You can do this with the Convert vias to pins command in the application mode (and its reverse, Convert pins to vias). It will take you three steps to complete things in this case, following the basic steps of:
Convert the movable pins to vias in the design
With the interactive commands, push and shove the vias to find the optimal bump pattern
Convert the vias back into pins to lock them down
To do this, you first window the pins of the component you want to be able to shove around. Select pins in the find filter of the symbol edit application mode, window the appropriate pins, and from the right-mouse menu choose Convert pins to vias with the delete option. This will remove the pins from the design, leaving just the vias. That’s important because if the pins are still in the design, the routing tools will be forced to treat them as immovable obstacles.
Now, using whatever commands you like – add connect, slide, custom smooth, or others – manipulate the routing and vias to optimize the fanout pattern.
When complete, turn on symbols in the find filter of the symbol edit mode and right-click on the original component pin owner. Select Convert vias to pins, again with the delete option. You’ll be asked to select the vias to be returned to pins. Window them again and they will be changed back to pins. You need to pick the component first in this step so that the tool knows what component to create the pins as part of. There could be multiple overlapping components in that area of the design, particularly with die stacks, and the tool needs guidance to make the correct association.
Below, the example is hardly real. It shows how push and shove can keep things close together. Those are all pins, now, though!

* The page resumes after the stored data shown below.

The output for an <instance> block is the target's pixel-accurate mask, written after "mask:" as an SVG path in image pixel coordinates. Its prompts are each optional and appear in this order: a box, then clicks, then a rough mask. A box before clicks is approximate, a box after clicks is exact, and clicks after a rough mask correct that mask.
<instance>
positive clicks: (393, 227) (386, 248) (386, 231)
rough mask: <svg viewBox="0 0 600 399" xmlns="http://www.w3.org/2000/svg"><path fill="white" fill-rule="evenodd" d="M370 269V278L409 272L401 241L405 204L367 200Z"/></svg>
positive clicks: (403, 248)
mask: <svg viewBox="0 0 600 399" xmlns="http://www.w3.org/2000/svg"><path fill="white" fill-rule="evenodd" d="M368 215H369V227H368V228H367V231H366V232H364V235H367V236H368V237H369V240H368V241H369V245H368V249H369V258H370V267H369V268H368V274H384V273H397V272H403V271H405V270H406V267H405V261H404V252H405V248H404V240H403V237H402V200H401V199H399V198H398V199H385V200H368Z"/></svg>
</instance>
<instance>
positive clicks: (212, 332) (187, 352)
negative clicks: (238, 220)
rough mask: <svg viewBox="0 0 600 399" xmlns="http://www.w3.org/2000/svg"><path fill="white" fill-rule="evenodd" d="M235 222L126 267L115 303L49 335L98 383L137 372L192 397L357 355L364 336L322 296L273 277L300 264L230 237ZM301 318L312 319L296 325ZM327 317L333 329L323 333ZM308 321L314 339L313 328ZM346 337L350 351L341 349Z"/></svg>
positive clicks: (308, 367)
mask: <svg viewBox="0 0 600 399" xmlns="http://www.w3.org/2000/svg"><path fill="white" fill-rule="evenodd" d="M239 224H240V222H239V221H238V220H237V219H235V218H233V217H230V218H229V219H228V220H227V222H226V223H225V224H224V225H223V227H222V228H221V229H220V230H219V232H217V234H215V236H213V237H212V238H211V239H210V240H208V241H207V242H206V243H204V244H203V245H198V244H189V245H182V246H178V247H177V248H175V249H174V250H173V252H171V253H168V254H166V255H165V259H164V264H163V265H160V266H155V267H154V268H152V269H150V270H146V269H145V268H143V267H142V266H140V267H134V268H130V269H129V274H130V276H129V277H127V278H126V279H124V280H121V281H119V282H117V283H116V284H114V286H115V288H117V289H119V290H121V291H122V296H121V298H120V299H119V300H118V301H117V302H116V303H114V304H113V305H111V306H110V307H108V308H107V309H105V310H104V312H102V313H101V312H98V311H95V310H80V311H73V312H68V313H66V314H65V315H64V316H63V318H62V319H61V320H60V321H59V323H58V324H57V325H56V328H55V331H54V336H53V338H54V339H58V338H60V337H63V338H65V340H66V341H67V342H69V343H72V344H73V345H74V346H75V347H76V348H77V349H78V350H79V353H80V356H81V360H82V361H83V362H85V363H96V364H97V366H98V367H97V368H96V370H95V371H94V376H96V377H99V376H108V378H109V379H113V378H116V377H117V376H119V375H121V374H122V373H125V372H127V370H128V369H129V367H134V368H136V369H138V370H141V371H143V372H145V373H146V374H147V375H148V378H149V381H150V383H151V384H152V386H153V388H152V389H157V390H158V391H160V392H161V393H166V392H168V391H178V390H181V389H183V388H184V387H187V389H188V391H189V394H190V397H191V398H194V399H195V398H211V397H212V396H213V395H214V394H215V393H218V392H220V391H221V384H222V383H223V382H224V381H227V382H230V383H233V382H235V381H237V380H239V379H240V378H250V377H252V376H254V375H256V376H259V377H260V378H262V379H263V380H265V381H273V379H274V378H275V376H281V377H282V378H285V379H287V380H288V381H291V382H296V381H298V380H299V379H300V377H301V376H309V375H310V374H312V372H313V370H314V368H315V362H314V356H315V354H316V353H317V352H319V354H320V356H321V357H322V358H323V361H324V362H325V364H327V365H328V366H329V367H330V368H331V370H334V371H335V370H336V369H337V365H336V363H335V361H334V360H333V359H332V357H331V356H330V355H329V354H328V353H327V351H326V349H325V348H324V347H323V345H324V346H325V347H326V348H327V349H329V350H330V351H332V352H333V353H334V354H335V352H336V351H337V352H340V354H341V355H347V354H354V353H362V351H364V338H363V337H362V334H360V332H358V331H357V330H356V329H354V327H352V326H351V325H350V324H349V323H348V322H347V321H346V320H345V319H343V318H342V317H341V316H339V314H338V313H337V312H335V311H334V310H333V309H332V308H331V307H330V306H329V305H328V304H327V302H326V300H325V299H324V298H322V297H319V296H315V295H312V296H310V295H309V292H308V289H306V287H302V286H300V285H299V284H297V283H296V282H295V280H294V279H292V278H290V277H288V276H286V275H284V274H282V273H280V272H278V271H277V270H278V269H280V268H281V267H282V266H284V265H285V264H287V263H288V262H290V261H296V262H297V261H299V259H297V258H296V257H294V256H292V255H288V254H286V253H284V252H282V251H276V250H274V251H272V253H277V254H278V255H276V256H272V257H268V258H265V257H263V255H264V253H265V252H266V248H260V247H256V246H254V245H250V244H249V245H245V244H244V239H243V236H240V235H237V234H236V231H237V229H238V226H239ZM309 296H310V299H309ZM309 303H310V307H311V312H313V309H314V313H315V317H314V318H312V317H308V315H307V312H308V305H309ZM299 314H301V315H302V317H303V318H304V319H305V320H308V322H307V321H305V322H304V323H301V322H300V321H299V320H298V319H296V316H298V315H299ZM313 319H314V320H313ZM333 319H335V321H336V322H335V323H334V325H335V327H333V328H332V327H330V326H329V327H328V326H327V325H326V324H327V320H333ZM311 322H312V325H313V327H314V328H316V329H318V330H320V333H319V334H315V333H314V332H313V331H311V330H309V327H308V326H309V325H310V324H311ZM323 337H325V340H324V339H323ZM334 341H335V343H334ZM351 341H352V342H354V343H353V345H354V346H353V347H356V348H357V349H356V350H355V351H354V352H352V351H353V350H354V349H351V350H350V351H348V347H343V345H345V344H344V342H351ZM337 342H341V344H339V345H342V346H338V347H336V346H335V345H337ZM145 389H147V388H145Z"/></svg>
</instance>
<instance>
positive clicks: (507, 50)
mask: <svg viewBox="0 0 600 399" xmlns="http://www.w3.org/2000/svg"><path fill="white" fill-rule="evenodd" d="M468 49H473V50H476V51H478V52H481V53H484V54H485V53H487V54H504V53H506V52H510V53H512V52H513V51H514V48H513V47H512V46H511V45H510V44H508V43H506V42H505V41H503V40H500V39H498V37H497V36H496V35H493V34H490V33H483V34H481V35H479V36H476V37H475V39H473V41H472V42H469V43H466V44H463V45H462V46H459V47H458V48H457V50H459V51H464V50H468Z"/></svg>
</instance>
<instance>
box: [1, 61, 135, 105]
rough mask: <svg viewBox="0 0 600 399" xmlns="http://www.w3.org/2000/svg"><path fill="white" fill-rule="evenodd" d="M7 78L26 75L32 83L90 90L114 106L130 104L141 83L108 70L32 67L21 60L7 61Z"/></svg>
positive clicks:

Pin numbers will automatically be defined based on your pin numbering pattern and grid settings. Should the pins have been moved only slightly, they will likely retain the same numbers. But, in case you changed them significantly, know that you may need to consider whether your numbering pattern needs to be updated.
These are just three kinds of changes to symbols that benefit from the added context and reference data of the layout itself. What changes do you make? Would they benefit similarly? Let your Cadence representative know if so, and we can look at making that happen!